Antonio Samuel Rodríguez, conocido como Antonio Smash, nació en Sevilla en abril de 1952 y desde joven se dedicó a la música, comenzando con la batería en grupos aficionados influenciados por el rock de las bases estadounidenses en Rota y Morón.
En 1968 fundó el grupo Smash junto a Julio Matito, Gualberto García y Henrik Michel, que dejó huella con discos como Glorieta de los lotos y We come to smash this time, consolidando su apodo. Smash actuó como puente entre el rock de los 60 y 70, participando en numerosos proyectos.
En los 70, se acercó al flamenco colaborando con Manuel Molina en fusiones como El Garrotín, en la escena de la Cuadra de Sevilla. Formó parte de Goma con Manuel Rodríguez (Imán), grabando 14 de abril, censurado por su portada republicana. "Antonio fue un gran músico y un gran trabajador, además de tener una vis cómica muy acentuada", recuerda Manuel Imán, quien tocó con él días antes de su muerte.

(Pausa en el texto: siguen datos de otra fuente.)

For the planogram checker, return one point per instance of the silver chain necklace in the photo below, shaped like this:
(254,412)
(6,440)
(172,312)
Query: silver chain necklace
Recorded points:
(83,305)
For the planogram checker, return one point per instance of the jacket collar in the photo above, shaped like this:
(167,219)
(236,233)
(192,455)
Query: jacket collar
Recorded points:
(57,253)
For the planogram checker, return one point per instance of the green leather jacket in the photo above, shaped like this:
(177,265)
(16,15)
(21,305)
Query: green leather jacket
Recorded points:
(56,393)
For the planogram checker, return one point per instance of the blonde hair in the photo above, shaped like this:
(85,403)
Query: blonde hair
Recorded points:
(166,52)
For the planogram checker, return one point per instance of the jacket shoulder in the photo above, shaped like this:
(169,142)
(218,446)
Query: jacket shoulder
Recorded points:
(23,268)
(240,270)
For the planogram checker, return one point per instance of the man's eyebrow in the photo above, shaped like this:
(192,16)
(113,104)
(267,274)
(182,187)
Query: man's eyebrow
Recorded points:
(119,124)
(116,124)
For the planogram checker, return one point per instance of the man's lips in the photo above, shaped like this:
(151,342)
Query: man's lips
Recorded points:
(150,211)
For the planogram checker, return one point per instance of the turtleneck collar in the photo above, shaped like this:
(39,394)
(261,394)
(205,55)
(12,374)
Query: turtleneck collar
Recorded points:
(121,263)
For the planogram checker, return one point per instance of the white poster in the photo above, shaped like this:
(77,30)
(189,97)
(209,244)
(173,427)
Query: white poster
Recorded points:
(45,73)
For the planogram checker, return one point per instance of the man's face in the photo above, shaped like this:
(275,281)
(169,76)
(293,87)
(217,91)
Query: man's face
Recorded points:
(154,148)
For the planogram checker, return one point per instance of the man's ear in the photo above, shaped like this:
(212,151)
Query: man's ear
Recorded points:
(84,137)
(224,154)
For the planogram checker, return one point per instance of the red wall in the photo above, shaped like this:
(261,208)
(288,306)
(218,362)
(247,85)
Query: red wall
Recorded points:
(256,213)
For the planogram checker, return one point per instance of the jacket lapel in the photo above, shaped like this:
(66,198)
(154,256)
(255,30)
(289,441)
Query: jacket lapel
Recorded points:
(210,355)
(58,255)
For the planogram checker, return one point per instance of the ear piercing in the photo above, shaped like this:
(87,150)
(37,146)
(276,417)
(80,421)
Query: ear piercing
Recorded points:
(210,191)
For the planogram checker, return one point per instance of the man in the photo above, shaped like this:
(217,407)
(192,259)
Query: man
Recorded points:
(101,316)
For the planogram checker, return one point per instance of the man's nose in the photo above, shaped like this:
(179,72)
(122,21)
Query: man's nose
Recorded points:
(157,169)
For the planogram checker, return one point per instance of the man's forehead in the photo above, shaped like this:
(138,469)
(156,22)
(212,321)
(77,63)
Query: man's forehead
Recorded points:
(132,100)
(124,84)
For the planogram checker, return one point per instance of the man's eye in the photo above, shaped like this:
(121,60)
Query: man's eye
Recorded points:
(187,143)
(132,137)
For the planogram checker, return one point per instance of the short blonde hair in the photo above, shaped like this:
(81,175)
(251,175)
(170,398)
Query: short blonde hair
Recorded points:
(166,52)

Trabajó en bandas madrileñas como Granada, Flamenco y Coz, y en Sevilla con Silvio y Luzbel en Al Este del Edén. Pive Amador, exmánager, destaca: "Le debo a Antonio ser batería". En Pata Negra, de los hermanos Amador, contribuyó como batería, bajista y compositor en álbumes como Blues de la frontera (1987).

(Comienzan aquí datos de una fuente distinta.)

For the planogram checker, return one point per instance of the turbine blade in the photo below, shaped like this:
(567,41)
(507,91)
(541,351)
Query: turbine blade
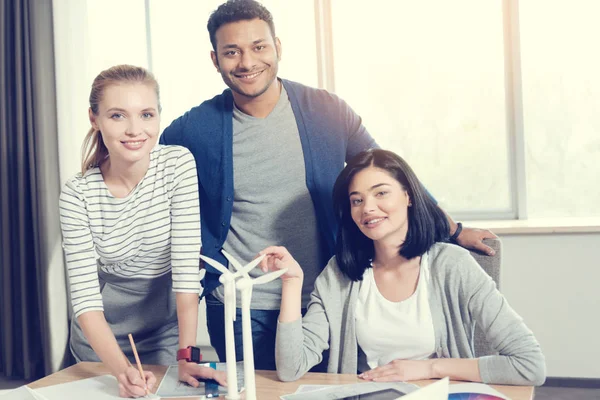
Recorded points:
(232,261)
(234,302)
(268,277)
(217,265)
(248,267)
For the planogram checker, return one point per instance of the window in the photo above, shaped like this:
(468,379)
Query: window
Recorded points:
(561,106)
(428,79)
(494,103)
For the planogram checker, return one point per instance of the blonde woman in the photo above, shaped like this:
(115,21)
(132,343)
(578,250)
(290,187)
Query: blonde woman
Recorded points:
(131,232)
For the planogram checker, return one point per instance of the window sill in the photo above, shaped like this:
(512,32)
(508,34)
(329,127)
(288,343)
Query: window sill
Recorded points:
(538,226)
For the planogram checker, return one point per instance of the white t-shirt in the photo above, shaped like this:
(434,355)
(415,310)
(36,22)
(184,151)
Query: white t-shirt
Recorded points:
(387,330)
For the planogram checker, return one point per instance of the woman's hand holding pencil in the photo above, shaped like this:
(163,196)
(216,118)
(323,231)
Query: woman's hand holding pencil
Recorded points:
(135,382)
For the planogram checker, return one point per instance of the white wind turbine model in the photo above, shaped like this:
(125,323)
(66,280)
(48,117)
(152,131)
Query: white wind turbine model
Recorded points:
(228,278)
(244,285)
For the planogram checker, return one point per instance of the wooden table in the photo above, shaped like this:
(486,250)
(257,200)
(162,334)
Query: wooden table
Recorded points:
(267,385)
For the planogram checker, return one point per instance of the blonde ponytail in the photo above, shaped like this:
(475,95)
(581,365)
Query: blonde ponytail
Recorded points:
(93,150)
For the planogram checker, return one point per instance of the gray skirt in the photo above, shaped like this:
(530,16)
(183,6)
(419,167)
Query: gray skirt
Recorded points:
(146,308)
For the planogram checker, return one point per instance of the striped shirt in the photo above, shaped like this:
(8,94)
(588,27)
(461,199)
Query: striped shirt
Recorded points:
(154,230)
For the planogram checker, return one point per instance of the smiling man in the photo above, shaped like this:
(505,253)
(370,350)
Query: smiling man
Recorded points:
(268,151)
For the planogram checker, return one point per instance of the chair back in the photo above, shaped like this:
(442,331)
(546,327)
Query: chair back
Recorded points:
(491,265)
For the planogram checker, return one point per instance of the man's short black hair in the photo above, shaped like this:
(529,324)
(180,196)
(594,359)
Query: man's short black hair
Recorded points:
(427,223)
(237,10)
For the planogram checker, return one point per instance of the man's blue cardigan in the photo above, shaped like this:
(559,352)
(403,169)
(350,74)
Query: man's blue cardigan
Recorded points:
(330,132)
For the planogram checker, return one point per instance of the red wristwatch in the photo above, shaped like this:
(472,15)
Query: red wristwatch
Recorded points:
(190,354)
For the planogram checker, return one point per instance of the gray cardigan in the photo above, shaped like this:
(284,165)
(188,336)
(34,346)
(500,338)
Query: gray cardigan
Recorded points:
(460,294)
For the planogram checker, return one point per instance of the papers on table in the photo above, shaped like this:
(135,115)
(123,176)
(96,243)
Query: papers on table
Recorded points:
(434,391)
(367,390)
(170,386)
(22,393)
(474,391)
(372,391)
(104,387)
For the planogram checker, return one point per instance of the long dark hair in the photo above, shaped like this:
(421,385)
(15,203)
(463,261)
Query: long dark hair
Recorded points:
(427,223)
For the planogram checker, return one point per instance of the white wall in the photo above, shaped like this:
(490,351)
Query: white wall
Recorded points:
(552,281)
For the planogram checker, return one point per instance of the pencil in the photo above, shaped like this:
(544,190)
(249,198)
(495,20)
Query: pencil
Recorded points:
(137,360)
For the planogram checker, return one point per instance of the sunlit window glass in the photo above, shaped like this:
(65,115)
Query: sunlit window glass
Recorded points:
(561,98)
(428,79)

En los 90, colaboró con Kiko Veneno, Alba Molina y otros. Kiko Veneno lo describe como "mi maestro, el músico total". En solitario, lanzó Jardín secreto, Balas de amor y Viéndolas venir (2025). Hasta su fin, participó en homenajes, como al amigo Pedro G. Mauricio.
Pony Bravo lo considera un referente del rock sevillano. Smash murió rockero, activo hasta el último momento, dejando un legado en la música andaluza.